Tribunal Administratif de Paris — Décision N° TA75-2502045

lundi 26 janvier 2026

JuridictionTribunal Administratif de Paris
SectionTribunal Administratif de Paris
N° DossierTA75-2502045
TypeDécision
RecoursExcès de pouvoir
PublicationC
Formation2e Section - 2e Chambre
Avocat requérantTORDO (ATTENTION SUSPENSION)

Résumé IA

Le Tribunal Administratif de Paris a rejeté les requêtes de M. A..., ressortissant algérien, qui contestait le refus implicite de renouvellement de son titre de séjour. Le tribunal a relevé qu'aucune nouvelle décision implicite de rejet n'avait pu naître après un précédent jugement du 13 décembre 2023, dès lors que l'intéressé n'avait pas déposé de nouvelle demande de titre de séjour. Il a estimé que M. A... devait, s'il s'y estimait fondé, saisir le juge de l'exécution sur le fondement de l'article L. 911-4 du code de justice administrative pour assurer l'exécution du jugement précédent.
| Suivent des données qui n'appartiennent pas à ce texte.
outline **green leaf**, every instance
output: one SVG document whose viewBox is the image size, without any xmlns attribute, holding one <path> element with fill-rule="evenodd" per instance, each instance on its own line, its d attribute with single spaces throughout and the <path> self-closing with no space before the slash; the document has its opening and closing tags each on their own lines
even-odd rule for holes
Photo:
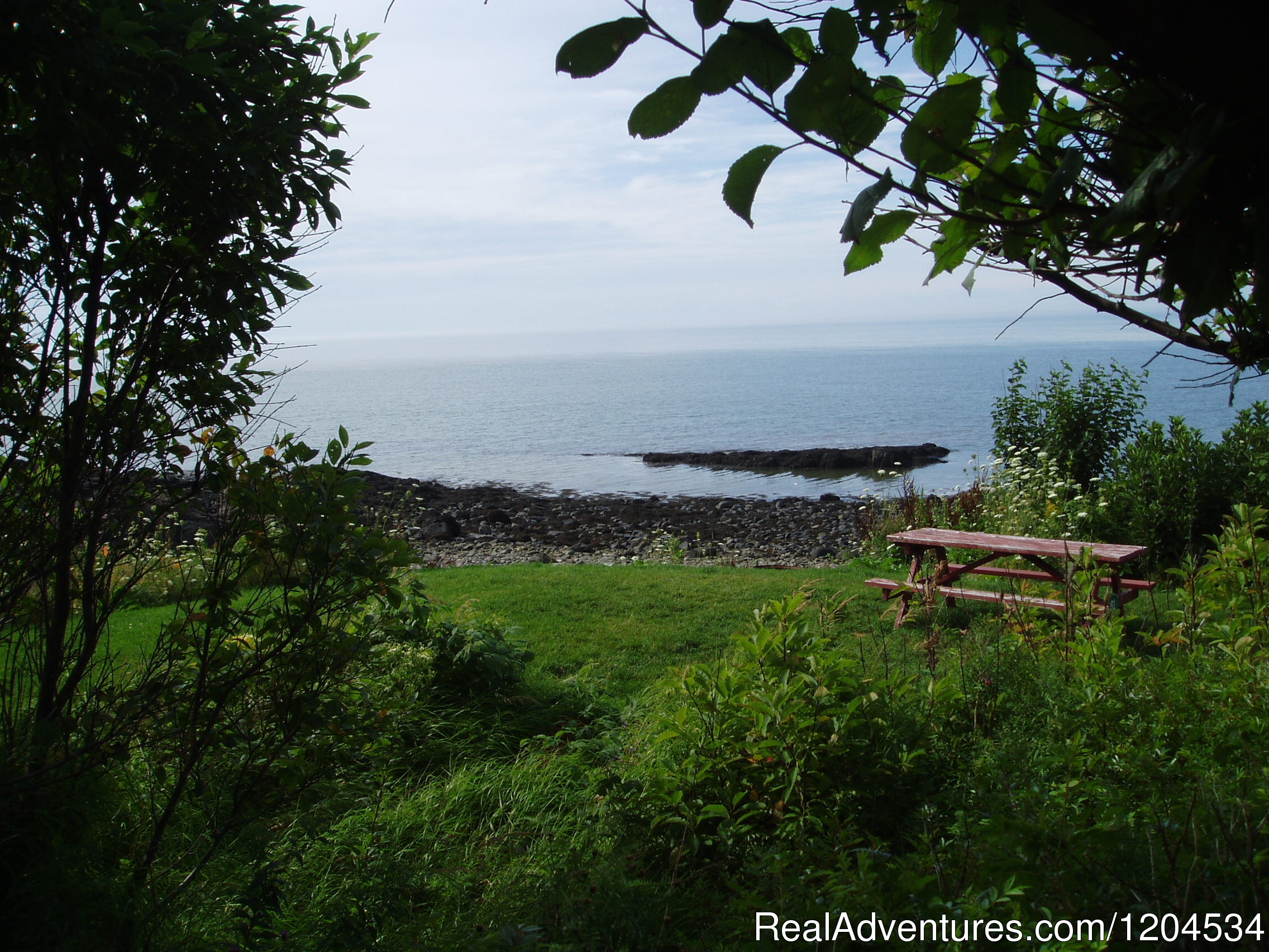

Les requêtes ont donc été jugées irrecevables.

Texte intégral

Vu la procédure suivante :

I. Par une requête n° 2502045 et cinq mémoires de production, enregistrés les 21 janvier, 16 septembre, le 30 octobre, le 6 novembre et 22 novembre 2025, M. B... A... demande au tribunal :

1°) d’annuler la décision implicite par laquelle le préfet de police a refusé de faire droit à sa demande de renouvellement de titre de séjour ;

2°) d’enjoindre au préfet de police de lui délivrer une carte de séjour portant la mention « vie privée et familiale » ou « étudiant » sous astreinte de 150 euros par jour de retard, à compter de la notification du jugement à intervenir ;

3°) de mettre à la charge de l’Etat une somme de 2 000 euros au titre de l’article L. 761-1 du code de justice administrative.

Il soutient que :
- la décision attaquée est insuffisamment motivée ;
- elle est entachée d’erreur de droit ;
- elle est entachée d’erreur manifeste d'appréciation au regard des dispositions des articles L. 435-1 et L. 423-23 du code de l’entrée et du séjour des étrangers et du droit d’asile et méconnait l’article 8 de la convention européenne de sauvegarde des droits de l’homme et des libertés fondamentales.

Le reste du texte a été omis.